From: Norman Geist (norman.geist_at_uni-greifswald.de)
Date: Thu Mar 07 2013 - 00:47:59 CST
Ok, it’s not surprising that additional used features increase runtime,
nevertheless from there on, it should scale again, so I think, or at least
better. The settings you posted for the ib0 network had a very low mtu,
maybe ask your admins if they can increase it to 65520, which always
improved scaling a lot, when I tested it. Or use an ibverbs binary of namd.
It seems that using LES need a lot more of bandwidth.
Additionally to improve scaling, try +idlepoll to the namd2 command which
gives a very nice gain over multiple nodes sometimes, as it decreases
latency.
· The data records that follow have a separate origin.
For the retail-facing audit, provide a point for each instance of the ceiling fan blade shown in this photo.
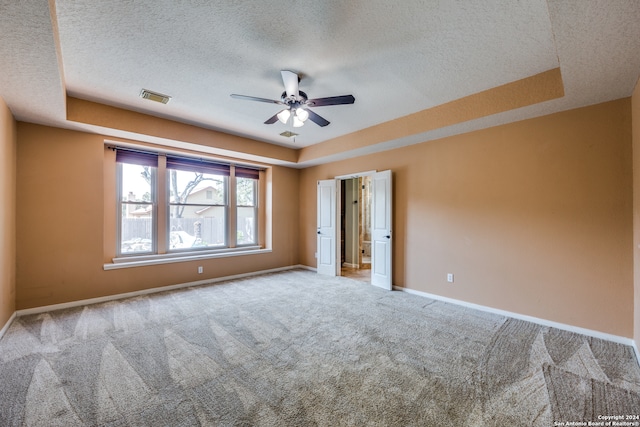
(331, 100)
(271, 120)
(320, 121)
(253, 98)
(290, 80)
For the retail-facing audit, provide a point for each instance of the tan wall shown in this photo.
(7, 213)
(61, 254)
(533, 217)
(635, 118)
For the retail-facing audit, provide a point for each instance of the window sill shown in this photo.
(146, 260)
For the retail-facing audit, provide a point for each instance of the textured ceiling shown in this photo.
(396, 58)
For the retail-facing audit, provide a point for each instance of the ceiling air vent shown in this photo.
(288, 134)
(154, 96)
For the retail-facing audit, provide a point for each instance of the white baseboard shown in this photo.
(6, 325)
(539, 321)
(71, 304)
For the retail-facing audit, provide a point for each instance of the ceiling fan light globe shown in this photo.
(283, 116)
(297, 122)
(302, 114)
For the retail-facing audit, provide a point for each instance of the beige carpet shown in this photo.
(299, 349)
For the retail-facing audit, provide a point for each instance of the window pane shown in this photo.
(246, 191)
(136, 183)
(246, 232)
(136, 228)
(197, 227)
(136, 216)
(193, 187)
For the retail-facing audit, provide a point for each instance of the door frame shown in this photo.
(339, 207)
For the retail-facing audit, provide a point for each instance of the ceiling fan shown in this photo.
(297, 103)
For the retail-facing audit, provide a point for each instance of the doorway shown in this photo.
(355, 228)
(328, 242)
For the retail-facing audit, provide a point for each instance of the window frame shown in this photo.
(170, 205)
(120, 204)
(161, 206)
(256, 201)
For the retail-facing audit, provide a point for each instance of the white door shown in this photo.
(381, 234)
(326, 246)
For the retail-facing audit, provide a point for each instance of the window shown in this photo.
(246, 207)
(195, 195)
(136, 202)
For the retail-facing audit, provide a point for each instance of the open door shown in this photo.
(327, 214)
(381, 234)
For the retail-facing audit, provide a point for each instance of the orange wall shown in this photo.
(60, 220)
(533, 217)
(7, 213)
(635, 118)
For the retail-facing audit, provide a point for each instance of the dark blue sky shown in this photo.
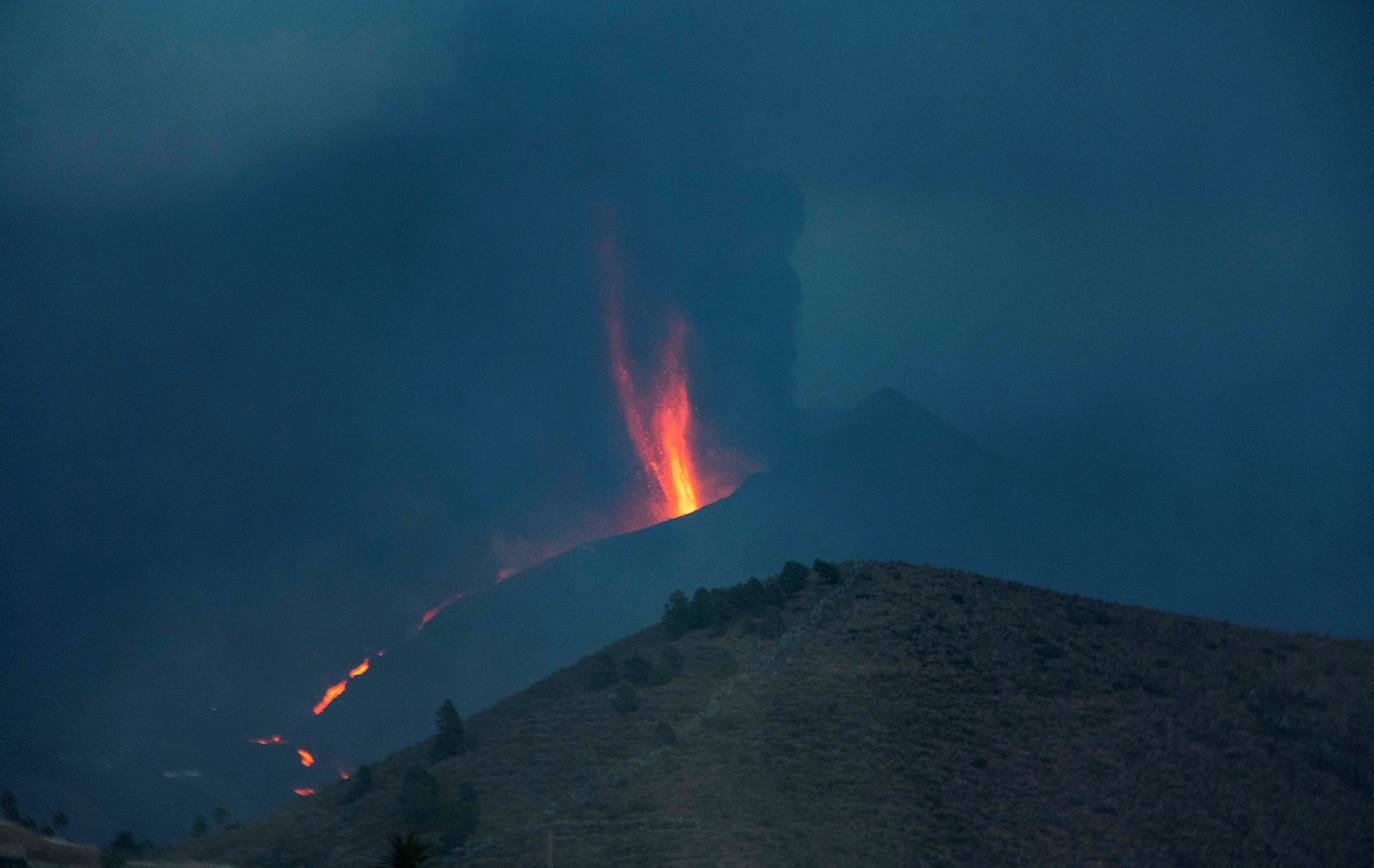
(298, 320)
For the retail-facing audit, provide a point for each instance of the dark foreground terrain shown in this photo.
(902, 716)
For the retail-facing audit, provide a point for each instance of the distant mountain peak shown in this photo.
(897, 419)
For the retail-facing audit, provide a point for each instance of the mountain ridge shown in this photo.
(903, 716)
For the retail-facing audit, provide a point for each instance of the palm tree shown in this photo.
(406, 852)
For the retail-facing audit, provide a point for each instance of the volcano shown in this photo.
(903, 716)
(889, 480)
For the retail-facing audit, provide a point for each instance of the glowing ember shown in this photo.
(429, 615)
(658, 419)
(330, 695)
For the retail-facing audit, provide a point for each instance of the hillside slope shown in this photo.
(904, 716)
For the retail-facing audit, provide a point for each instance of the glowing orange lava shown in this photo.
(330, 695)
(658, 416)
(429, 615)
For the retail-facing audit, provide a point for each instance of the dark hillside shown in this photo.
(903, 716)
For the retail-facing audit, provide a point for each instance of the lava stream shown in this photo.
(330, 695)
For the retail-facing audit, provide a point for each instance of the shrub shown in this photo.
(826, 570)
(421, 800)
(465, 816)
(664, 732)
(671, 659)
(406, 852)
(428, 806)
(772, 625)
(640, 672)
(676, 614)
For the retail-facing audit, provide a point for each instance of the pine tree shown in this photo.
(406, 852)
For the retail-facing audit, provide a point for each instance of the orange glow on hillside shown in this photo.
(429, 615)
(330, 695)
(658, 414)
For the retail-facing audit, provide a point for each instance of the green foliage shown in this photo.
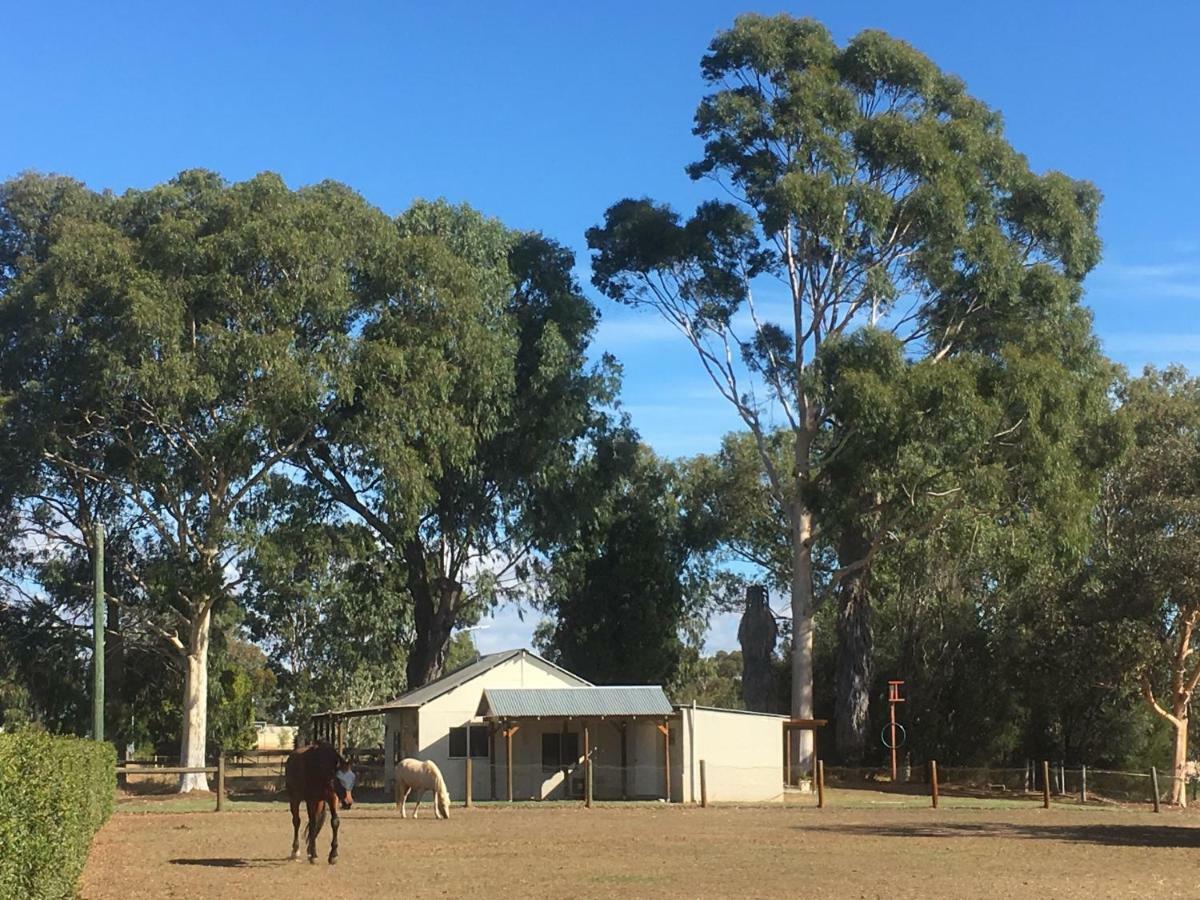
(931, 357)
(618, 588)
(55, 792)
(330, 610)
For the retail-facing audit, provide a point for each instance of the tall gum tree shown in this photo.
(497, 328)
(862, 189)
(174, 346)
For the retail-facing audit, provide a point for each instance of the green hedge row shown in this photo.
(55, 792)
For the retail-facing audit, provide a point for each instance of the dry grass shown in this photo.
(655, 851)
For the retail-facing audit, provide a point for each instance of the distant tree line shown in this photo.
(325, 441)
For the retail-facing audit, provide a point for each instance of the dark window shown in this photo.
(559, 750)
(570, 749)
(478, 742)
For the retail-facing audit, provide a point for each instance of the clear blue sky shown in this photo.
(543, 114)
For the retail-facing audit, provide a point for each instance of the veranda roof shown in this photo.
(574, 702)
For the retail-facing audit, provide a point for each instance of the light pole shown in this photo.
(97, 635)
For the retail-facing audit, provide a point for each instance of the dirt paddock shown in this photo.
(558, 851)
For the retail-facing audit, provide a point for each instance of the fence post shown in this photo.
(469, 773)
(220, 779)
(587, 767)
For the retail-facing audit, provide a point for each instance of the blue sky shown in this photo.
(544, 114)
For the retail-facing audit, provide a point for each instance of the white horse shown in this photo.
(421, 775)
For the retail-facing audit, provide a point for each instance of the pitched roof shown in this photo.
(575, 702)
(459, 677)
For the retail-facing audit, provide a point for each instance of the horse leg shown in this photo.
(295, 828)
(331, 801)
(315, 810)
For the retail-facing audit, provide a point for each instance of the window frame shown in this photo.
(471, 730)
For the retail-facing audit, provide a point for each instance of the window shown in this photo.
(478, 737)
(559, 750)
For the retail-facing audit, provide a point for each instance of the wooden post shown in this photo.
(587, 766)
(491, 759)
(624, 761)
(508, 754)
(220, 780)
(787, 755)
(469, 773)
(666, 759)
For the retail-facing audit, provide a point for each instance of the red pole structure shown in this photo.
(893, 699)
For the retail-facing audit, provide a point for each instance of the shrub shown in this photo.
(55, 792)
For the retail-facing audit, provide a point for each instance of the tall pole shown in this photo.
(893, 699)
(97, 635)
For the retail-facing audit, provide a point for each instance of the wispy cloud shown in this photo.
(1152, 345)
(629, 330)
(1147, 281)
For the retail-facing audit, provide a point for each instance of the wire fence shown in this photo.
(1035, 784)
(262, 773)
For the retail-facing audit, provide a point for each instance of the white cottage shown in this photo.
(527, 726)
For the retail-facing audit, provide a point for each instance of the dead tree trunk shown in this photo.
(855, 654)
(757, 634)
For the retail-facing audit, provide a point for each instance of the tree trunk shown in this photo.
(1180, 768)
(855, 654)
(802, 635)
(196, 703)
(433, 617)
(757, 634)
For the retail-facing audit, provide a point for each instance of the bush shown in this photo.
(55, 792)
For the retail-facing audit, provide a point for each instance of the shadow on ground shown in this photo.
(1114, 835)
(232, 863)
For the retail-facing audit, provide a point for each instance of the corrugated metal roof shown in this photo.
(575, 702)
(435, 689)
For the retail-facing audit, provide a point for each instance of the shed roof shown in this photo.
(447, 683)
(574, 702)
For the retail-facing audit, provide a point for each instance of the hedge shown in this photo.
(55, 792)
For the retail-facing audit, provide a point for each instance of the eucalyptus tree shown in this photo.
(473, 391)
(873, 209)
(169, 349)
(628, 574)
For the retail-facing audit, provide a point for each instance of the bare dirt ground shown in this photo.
(654, 851)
Also it cannot harm the timing so is not dangerous to use and have
not to be check for being faster every time.
Norman Geist.
Von: Siri Søndergaard [mailto:siris2501_at_gmail.com]
Gesendet: Donnerstag, 7. März 2013 04:51
An: Norman Geist
Betreff: Re: namd-l: LES very slow
Hi Norman,
One thing we have realized that may be important is that LES seems to be
performing poorly even on a single CPU, which may suggest a problem with
(our?) setup of LES in NAMD rather than network issues. For example if we
take our simulation system (28084 atoms) we are using for LES and run it on
a single CPU we get the following benchmark time:
Info: Benchmark time: 1 CPUs 1.16222 s/step 13.4516 days/ns 392.777 MB
memory
If we take the equivalent system with only one copy of the dye rather than
20 (24702 atoms in total) and run it without LES we get the following:
Info: Benchmark time: 1 CPUs 0.35795 s/step 2.07147 days/ns 211.812 MB
memory
So even on a single CPU, the use of LES is slowing the run down
considerably. The issues with the scaling on multiple CPUs may stem from the
same problem that causes this massive slow down on a single CPU.
To your network question, I asked the people running the supercomputer and
they said the nodes communicate via an infiniband connection.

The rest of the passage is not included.